What are Treasury Bills or T-Bills? 

Blog | Investing

Did you know that the Government of India also needs loans?
Did you also know that you could lend money to the government and earn a guaranteed return on it?
In fact, lending to the government via a Treasury bill or T-bill or a government bond is one of the most secure investments you could make. Read on to understand what are T-bills, why the government issues them, why they make an attractive investment, and how you could invest in them.

What are T-bills?

T-bills or Treasury bills are like short-term loans you give to the Indian government. You could consider the T-Bill like an IOU that the Reserve Bank (on behalf of the government) gives you against which you lend money. Instead of paying you interest (like you would get for a regular loan), the RBI issues these T-bills to you at a lower price, and when they "mature" (which means they reach their due date), the government pays you back the full amount.  

For instance, say the RBI issues a T-bill with a face value of Rs. 100. You could purchase it at Rs. 95. But, you will receive Rs. 100 upon maturity. The difference of Rs. 5 becomes your return or yield on the T-bill. T-bills have a short maturity period, ranging from 14 days to 364 days.

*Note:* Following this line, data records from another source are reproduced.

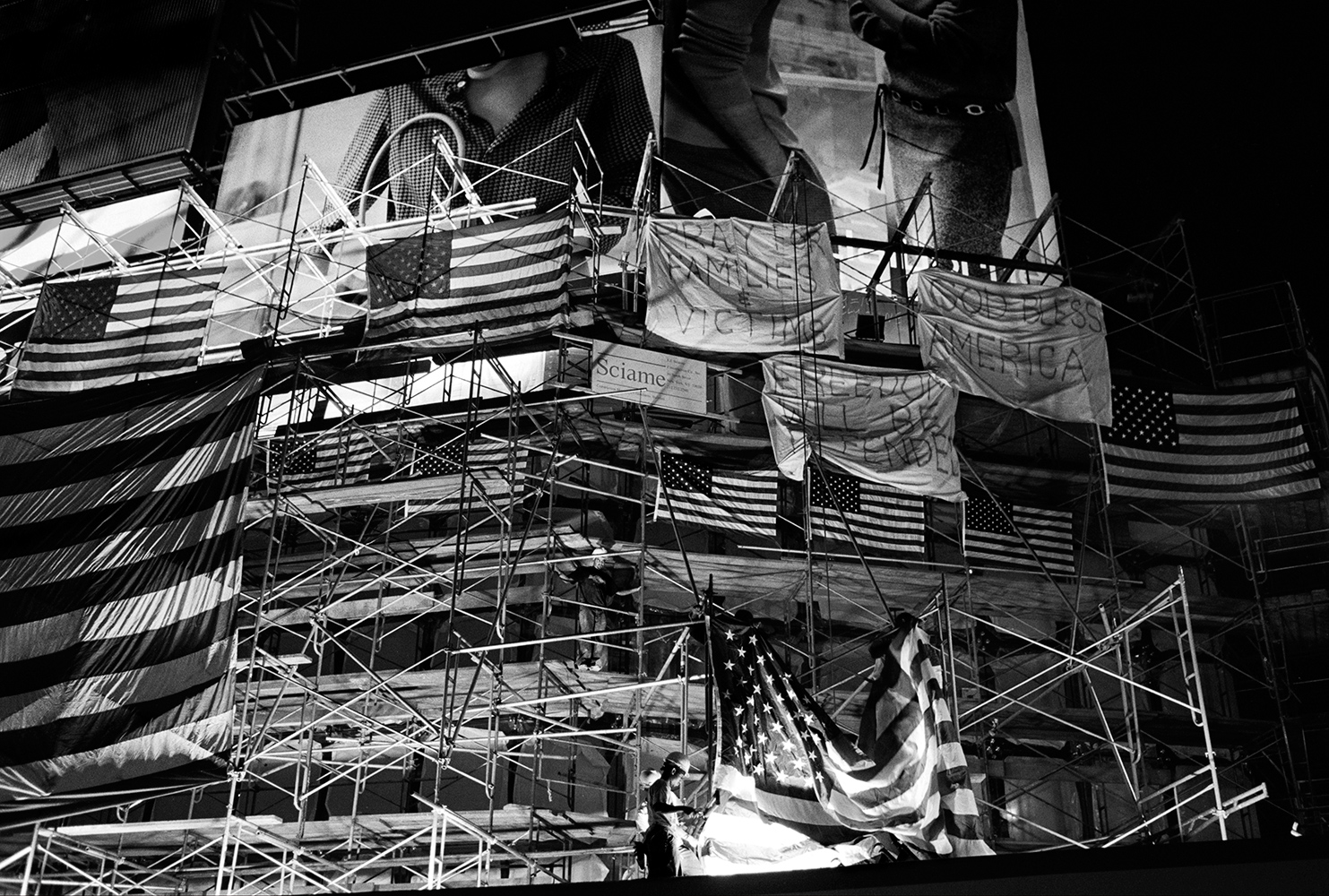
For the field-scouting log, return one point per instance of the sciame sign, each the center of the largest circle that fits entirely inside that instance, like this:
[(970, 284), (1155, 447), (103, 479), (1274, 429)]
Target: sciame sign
[(649, 378)]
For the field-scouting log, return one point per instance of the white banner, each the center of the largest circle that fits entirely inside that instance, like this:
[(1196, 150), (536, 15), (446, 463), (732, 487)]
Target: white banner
[(889, 427), (1042, 349), (742, 286)]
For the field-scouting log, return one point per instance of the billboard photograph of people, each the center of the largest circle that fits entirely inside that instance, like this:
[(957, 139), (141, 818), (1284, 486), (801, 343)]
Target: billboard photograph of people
[(516, 128), (869, 96)]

The Reserve Bank of India (RBI) issues them on behalf of the government through auctions, with a pre-published calendar specifying auction dates, amounts, and maturities. There are four types of treasury bills in India:

  • 14-day treasury bill
  • 91-day treasury bill
  • 182-day treasury bill
  • 364-day treasury bill

The 91-day treasury bill is issued every week, while the other three are issued every fortnight. The minimum amount that can be invested in treasury bills is Rs. 25,000 and in multiples thereof.

Why does the government issue T-bills?

The government needs money to run the country, just like we need money for our expenses. Sometimes, the government needs a quick cash boost, and that's when they issue T-bills. The Reserve Bank of India (RBI) handles this for the government. It's like the RBI helps the government borrow money from regular people like you and me. It's a secure deal because the government promises to pay us back.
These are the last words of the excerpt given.